Question

Consider an $\alpha$-particle just in contact with a ${}_{92}^{238}\text{U}$ nucleus. The Coulombic repulsion energy (i.e, the height of the Coulombic barrier between ${}^{238}\text{U}$ and alpha particle) assuming that the distance between them is equal to the sum of their radii is

• A. $16.35MeV$
• B. $46.66MeV$
• C. $22.24MeV$
• D. $26.14MeV$

Answer 1

The correct option is D $26.14MeV$

The expression for the radius of the nucleus is as shown below.
$r_{nucleus}=1.3\times {10}^{-13}(A{)}^{1/3}$; where $A$ is mass number
Radius of ${}_{92}^{238}\text{U}=1.3\times {10}^{-13}\times (238{)}^{1/3}$
$=8.06\times {10}^{-13}cm$
Radius of ${}_2^4\text{He}=1.3\times {10}^{-13}\times (4{)}^{1/3}$
$=2.06\times {10}^{-13}cm$
Total distance between uranium and helium nuclei is equal to the sum of their radii.

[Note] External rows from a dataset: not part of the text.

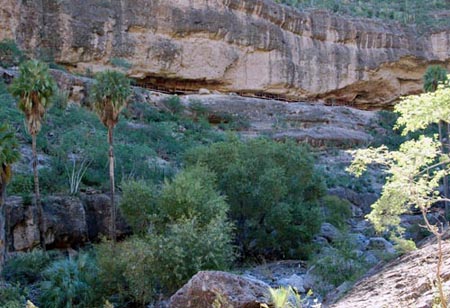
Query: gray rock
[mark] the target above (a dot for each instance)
(380, 243)
(371, 258)
(207, 286)
(294, 281)
(359, 241)
(329, 232)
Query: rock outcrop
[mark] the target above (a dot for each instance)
(69, 221)
(224, 289)
(316, 124)
(246, 46)
(408, 281)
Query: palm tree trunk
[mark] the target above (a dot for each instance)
(111, 183)
(443, 139)
(37, 195)
(2, 223)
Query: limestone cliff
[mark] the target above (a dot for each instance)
(244, 46)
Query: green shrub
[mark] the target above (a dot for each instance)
(192, 195)
(112, 284)
(336, 211)
(139, 269)
(10, 54)
(192, 234)
(340, 263)
(26, 268)
(174, 105)
(187, 248)
(138, 205)
(273, 191)
(21, 184)
(68, 283)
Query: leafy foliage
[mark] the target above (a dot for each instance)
(110, 93)
(273, 192)
(340, 262)
(192, 195)
(26, 268)
(413, 179)
(180, 242)
(9, 154)
(434, 76)
(10, 54)
(34, 87)
(138, 205)
(336, 211)
(12, 296)
(68, 283)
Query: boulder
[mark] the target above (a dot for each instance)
(330, 232)
(294, 281)
(380, 243)
(226, 289)
(65, 222)
(69, 222)
(98, 217)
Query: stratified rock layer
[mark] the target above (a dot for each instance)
(248, 46)
(68, 221)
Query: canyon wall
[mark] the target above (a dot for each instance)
(244, 46)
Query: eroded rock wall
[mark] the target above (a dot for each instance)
(247, 46)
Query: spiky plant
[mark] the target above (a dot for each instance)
(34, 88)
(110, 94)
(9, 154)
(434, 76)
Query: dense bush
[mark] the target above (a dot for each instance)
(192, 195)
(10, 54)
(191, 234)
(336, 211)
(273, 191)
(12, 296)
(393, 138)
(138, 205)
(68, 283)
(340, 263)
(26, 268)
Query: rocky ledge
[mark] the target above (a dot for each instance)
(408, 281)
(244, 46)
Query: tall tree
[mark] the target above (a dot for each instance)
(414, 171)
(110, 94)
(34, 87)
(434, 76)
(9, 154)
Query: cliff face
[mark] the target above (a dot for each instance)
(246, 46)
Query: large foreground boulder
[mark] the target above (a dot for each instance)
(408, 281)
(224, 289)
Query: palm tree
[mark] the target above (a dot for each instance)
(433, 77)
(110, 94)
(34, 87)
(8, 155)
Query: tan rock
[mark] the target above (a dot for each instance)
(404, 282)
(226, 289)
(242, 46)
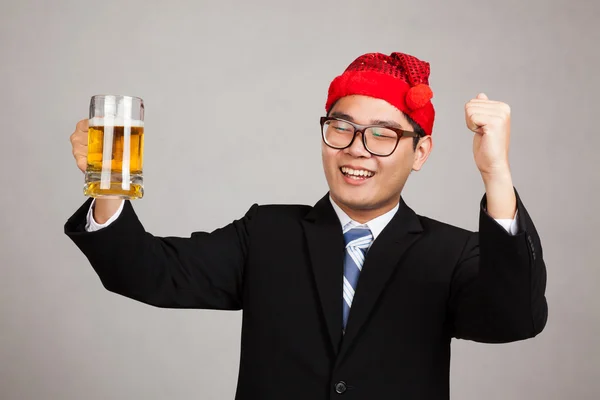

It is $=(8.06+2.06)\times {10}^{-13}=10.12\times {10}^{-13}cm$
The Coulombic repulsion energy is:

$\frac{Q_1{Q}_2}{r}$ $=\frac{92\times 4.8\times {10}^{-10}\times 2\times 4.8\times {10}^{-10}}{10.12\times {10}^{-13}}erg$ (because $Q_1$ and $Q_2$ in esu and r in cm)

$=418.9\times {10}^{-7}erg=418.9\times {10}^{-14}$J

$=418.9\times {10}^{-14}/1.602\times {10}^{-19}eV$

$=\frac{26.14\times {10}^6}{{10}^6}MeV$

$=26.14MeV$
Hence, the coulombic repulsion energy is $26.14MeV$.